= Nine-man football =

American football variant

Nine-man football is a type of American football played by high schools that are too small to field teams for the usual 11-man game. In the United States, the Minnesota State High School League, North Dakota High School Activities Association, South Dakota High School Activities Association, and Wyoming High School Activities Association hold high-school state tournaments in nine-man football. It is the earliest attested reduced-man variant of football, being attested as early as 1889 in an Amateur Athletic Union-sanctioned college football game at the original outdoor Madison Square Garden.

==Overview==
The size of the playing field is often smaller in nine-man football than in 11-man. Some states opt for a smaller, 80-yard-long by 40-yard-wide field (which is also used in eight-man and six-man); other states keep the field of play at the standard 100 yards long while reducing the width to 40 yards, some even play on a full-sized playing field (with the 53 1/3 yard-wide field). In games played on 80-yard fields, kickoffs take place from the 20-yard line rather than from the 40-yard line.

Though there isn't a robust, established semi-pro network of nine-man football leagues in the United States, the North Louisiana Football Alliance specifically plays nine-man football and is one of the few examples of a semi-pro league that utilizes this format.

Some leagues, like the Mid-West United Football League, have used nine-man football as a way of furthering their "Passion to Play". They play 8-game seasons and keep full statistics.

A similar nine-man modification of Canadian football is played on the Canadian standard 110-yard field by small schools in the provinces of Saskatchewan and Alberta and for small community associations in British Columbia. It is the standard format of play for eight- and nine-year-olds. The format is similar for five-, six-, and seven-year-old flag football, where the field is reduced to 50 yards by 50 yards.

==Rules==
The rules require that the offense align four players in the backfield and five on the line of scrimmage.

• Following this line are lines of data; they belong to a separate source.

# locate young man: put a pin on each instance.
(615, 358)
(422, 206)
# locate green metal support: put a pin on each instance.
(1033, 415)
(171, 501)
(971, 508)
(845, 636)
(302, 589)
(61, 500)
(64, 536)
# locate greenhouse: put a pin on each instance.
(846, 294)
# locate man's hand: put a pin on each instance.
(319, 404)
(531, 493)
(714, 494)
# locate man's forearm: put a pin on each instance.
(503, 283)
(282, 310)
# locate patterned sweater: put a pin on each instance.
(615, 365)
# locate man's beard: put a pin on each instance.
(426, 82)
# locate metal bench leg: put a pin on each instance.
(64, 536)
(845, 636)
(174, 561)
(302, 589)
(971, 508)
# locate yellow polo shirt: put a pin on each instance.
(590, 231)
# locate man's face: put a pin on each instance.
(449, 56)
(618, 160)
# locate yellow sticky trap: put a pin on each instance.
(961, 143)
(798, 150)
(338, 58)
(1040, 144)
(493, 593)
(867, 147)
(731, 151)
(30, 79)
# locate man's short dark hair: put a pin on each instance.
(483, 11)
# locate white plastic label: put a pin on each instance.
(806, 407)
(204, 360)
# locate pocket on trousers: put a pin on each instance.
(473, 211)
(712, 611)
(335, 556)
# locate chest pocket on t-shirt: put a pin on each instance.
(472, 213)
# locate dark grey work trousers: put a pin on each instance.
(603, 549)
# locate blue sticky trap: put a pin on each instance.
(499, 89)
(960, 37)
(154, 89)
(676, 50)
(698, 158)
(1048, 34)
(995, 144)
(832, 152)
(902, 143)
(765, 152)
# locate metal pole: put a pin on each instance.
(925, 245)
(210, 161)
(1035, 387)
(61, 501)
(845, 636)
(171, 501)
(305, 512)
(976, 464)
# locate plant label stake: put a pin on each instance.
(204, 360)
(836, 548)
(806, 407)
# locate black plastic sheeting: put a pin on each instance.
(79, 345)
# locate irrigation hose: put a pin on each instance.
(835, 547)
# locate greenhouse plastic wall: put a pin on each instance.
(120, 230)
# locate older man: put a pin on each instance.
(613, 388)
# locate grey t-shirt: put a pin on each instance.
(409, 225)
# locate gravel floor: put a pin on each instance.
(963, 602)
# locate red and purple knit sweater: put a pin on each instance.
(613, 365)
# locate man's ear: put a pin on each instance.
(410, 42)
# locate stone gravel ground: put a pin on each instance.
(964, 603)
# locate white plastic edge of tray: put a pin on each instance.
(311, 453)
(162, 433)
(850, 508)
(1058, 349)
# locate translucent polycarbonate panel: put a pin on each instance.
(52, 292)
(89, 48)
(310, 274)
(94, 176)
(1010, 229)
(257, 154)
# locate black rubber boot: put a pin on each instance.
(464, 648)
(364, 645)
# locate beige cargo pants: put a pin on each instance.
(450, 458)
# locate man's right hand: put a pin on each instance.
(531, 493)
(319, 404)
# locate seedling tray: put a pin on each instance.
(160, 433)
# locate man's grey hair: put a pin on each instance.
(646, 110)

A standard I formation has a quarterback, a fullback, a tailback, and five linemen. Usually, the outside linemen are a tight end and a wide receiver, but the alignment varies by formation. The fourth player in the offensive backfield often plays as an additional wide receiver or tight end.

A common defensive formation is the 3–3–3, with three defensive linemen, three linebackers, and two defensive backs with one safety. Other defensive schemes include 3–2–4, 4–2–3, and 4–4–1. These formations aim to balance run and pass defense with varying numbers of linemen, linebackers, and defensive backs.

==Game play==
The games are frequently high-scoring because the number of players is reduced by more than the size of the field; thus, fast players usually find more open space to run within the field of play.

==Other countries==
In France, most competitions are played nine-man: games and leagues involving 19-year-old players or younger, division 3 (Le Casque d'Argent), and regional leagues. Blocking under the belt is strictly forbidden under nine-man French rules, but the field size remains the same as in standard 11-man American football.

The junior division (under 18s) of every state in Australia also play nine-man football. The game is played on a full-sized field, with modified timing rules (10-min quarters, running clock except the last 2 min of each half).

In Norway, division 1 games are traditional 11-man games, while division 2 games are nine-man football.

Italy, Poland and Argentina also have nine-man leagues.

In Germany, some lower youth classes play in nine-man leagues.

In Israel, the Israel Football League is a nine-man league.

In Russia, the Second League play in nine-man leagues.